Mittwoch, 24. Februar 2010

Aus gegebenem Anlass: Helden

"Die Ägypter waren eine alte weiße Rasse, die in einem der nördlichen Teile von Afrika lebte. Letzteres ist, wie wir alle wissen, der größte Kontinent der östlichen Hemisphäre.
Die Ägypter sind für uns heute aus vielerlei Gründen von größtem Interesse. Die moderne Wissenschaft möchte noch immer gern wissen, mit welchen geheimen Ingredienzien die Ägypter Tote einwickelten, so dass ihre Gesichter unzählige Jahrhunderte lang nicht verwesten. Dieses interessante Rätsel ist noch heute eine ziemliche Herausforderung für die moderne Wissenschaft im zwanzigsten Jahrhundert.



LIEBER MR. SPENCER.
Mehr weiß ich nicht über die Ägypter. Sie interessieren mich einfach nicht sehr, obwohl Ihr Unterricht sehr interessant ist. Es ist schon in Ordnung, wenn Sie mich durchfallen lassen, weil ich in allem anderen außer Englisch sowieso auch durchfalle.

Hochachtungsvoll.

Ihr HOLDEN CAULFIELD".*



Na? Wem von Euch kommt das irgendwie bekannt vor? Fühlt Ihr Euch da nicht auch mal schnell rückversetzt in die Zeiten, als Ihr so 15, 16, 17 wart?
Früher gab´s für mich zwei Helden in der Literatur, und das waren natürlich Holden Caulfield und selbstverständlich Edgar Wibeau. Vielleicht haben die beiden mich auch echt versaut. Immerhin fand ich damals völlig in Ordnung, dass ich auch alles um mich herum ziemlich ätzend fand und eigentlich sogar die Butter auf dem Teller in Frage gestellt habe. Und ich finde das schon richtig gut, dass ich das dem ollen Salinger und dem Plenzdorf auf jeden Fall mit in die Schuhe schieben kann, wie ich da angefangen habe, alles so hyperkritisch zu beäugen und lieber selber irgendwie komisch war, als irgendwelches komisches Zeug mitzumachen. Den Salinger haben wahrscheinlich so ziemlich alle irgendwann mal gelesen und sich mal mehr, mal weniger auf Holdens Seite geschlagen, was die Sicht der Dinge so betrifft.

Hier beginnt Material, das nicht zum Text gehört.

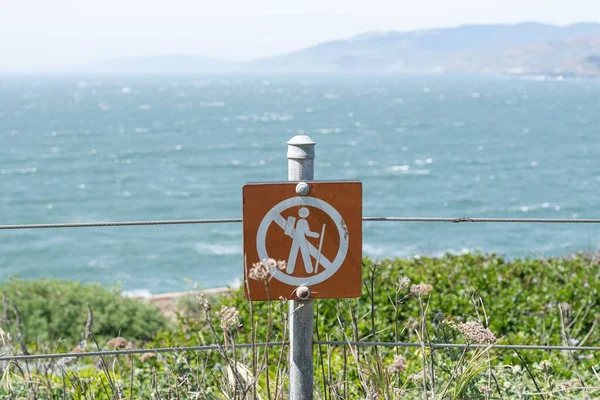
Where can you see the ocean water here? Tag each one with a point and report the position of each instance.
(102, 148)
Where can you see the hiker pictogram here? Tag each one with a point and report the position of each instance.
(303, 253)
(318, 235)
(300, 243)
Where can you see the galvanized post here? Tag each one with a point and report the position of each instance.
(301, 154)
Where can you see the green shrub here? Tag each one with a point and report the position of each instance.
(53, 310)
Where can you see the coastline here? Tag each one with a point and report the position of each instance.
(167, 302)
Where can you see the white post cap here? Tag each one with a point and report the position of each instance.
(301, 147)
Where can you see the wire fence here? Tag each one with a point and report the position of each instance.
(454, 220)
(211, 347)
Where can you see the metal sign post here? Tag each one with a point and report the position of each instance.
(315, 228)
(301, 155)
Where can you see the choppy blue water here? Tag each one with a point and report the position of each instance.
(134, 148)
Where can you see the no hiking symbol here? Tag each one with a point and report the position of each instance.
(316, 239)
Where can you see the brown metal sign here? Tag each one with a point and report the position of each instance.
(312, 240)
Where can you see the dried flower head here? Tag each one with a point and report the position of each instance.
(230, 318)
(262, 270)
(398, 365)
(147, 356)
(203, 302)
(4, 338)
(421, 289)
(485, 389)
(477, 333)
(403, 282)
(545, 366)
(416, 377)
(117, 343)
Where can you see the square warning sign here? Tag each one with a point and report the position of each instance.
(293, 240)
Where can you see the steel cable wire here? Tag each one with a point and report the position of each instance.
(238, 220)
(274, 344)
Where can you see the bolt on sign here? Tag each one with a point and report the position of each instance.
(318, 234)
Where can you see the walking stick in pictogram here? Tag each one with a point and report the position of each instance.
(316, 269)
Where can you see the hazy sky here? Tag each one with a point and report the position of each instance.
(51, 33)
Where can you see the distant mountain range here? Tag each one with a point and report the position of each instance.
(521, 49)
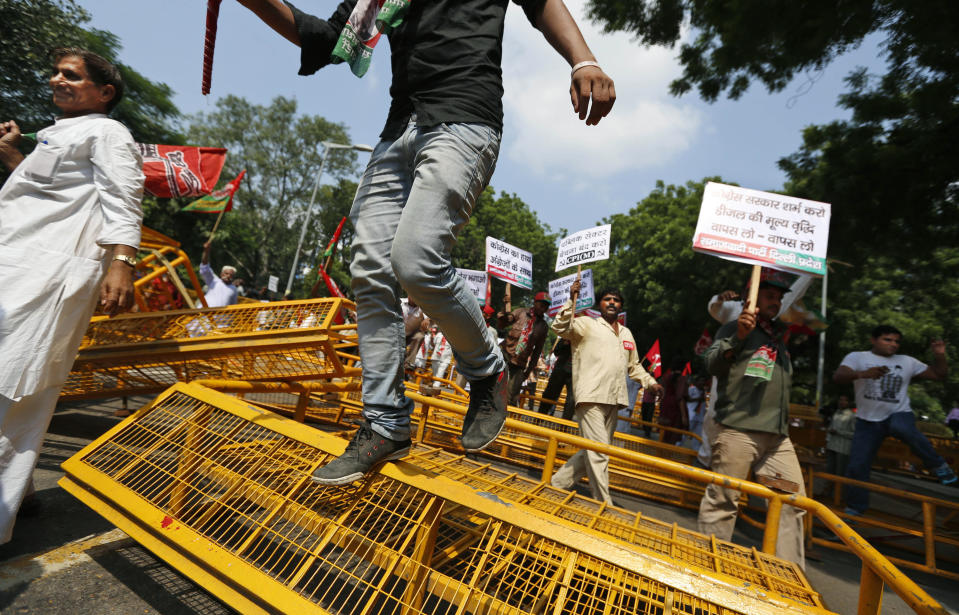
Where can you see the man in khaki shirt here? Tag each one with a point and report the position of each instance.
(602, 351)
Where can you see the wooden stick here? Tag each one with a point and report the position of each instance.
(216, 224)
(754, 287)
(575, 296)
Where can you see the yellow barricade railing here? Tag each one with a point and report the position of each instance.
(220, 489)
(939, 525)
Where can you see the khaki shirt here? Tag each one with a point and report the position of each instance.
(602, 358)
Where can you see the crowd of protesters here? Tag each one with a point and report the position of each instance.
(736, 414)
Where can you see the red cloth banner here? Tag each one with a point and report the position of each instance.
(181, 170)
(655, 360)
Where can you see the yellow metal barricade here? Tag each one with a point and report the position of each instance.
(220, 489)
(441, 427)
(146, 353)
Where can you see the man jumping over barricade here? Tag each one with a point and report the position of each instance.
(436, 155)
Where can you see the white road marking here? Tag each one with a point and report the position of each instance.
(30, 568)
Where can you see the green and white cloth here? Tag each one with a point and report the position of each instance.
(369, 20)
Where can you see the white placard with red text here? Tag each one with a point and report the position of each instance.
(585, 246)
(762, 228)
(509, 263)
(476, 281)
(559, 292)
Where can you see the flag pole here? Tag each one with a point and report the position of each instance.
(754, 287)
(575, 296)
(217, 223)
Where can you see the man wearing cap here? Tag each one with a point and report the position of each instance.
(524, 340)
(603, 352)
(751, 363)
(220, 291)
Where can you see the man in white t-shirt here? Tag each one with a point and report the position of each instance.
(220, 290)
(881, 379)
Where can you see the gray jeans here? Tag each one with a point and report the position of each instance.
(416, 195)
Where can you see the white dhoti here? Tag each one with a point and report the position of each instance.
(22, 426)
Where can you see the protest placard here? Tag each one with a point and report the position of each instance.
(761, 228)
(476, 281)
(559, 292)
(509, 263)
(585, 246)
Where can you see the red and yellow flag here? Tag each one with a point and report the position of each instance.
(218, 200)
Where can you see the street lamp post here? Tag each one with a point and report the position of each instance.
(327, 146)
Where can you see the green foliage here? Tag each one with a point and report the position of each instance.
(737, 41)
(281, 153)
(30, 30)
(511, 220)
(666, 285)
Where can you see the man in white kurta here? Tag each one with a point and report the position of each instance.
(69, 219)
(603, 353)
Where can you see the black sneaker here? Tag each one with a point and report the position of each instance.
(487, 412)
(365, 451)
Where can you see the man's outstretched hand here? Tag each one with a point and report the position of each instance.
(591, 84)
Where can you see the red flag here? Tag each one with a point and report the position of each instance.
(703, 343)
(218, 200)
(181, 170)
(655, 360)
(331, 247)
(331, 285)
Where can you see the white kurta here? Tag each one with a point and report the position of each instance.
(78, 191)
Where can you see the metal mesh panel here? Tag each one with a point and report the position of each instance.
(145, 369)
(529, 450)
(654, 536)
(222, 489)
(147, 352)
(213, 322)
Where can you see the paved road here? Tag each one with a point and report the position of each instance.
(70, 561)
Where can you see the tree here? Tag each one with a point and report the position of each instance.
(889, 171)
(30, 30)
(511, 220)
(281, 153)
(665, 284)
(733, 42)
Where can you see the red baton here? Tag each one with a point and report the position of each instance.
(212, 12)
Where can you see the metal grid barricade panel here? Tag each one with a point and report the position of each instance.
(651, 535)
(213, 322)
(222, 490)
(146, 370)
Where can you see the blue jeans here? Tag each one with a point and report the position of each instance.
(866, 441)
(416, 195)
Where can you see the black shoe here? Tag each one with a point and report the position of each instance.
(365, 451)
(487, 412)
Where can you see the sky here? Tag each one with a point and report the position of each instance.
(571, 174)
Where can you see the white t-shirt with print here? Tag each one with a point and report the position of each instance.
(877, 398)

Holden jedenfalls ist ja 16, und eigentlich findet er so ziemlich alles piefig und verlogen, was ihm so unterkommt. Das macht mich echt fertig. Typen wie die, die Salinger beschreibt, gibt es ja zum großen Unglück aller auch immer und überall tatsächlich, und wahrscheinlich macht gerade das es so authentisch, wie Holden aus dem Internat abhaut und wen er alles trifft und so und wie er eigentlich gar nichts treibt, aber das trotzdem so erzählt, dass man unbedingt dabei bleiben will, wie er sich so treiben lässt und irgendwie gar nichts macht. Außer ab und zu die Enten im Stadtpark zu suchen, weil er wissen will, was die eigentlich im Winter so treiben, wenn der See tiefgefroren ist.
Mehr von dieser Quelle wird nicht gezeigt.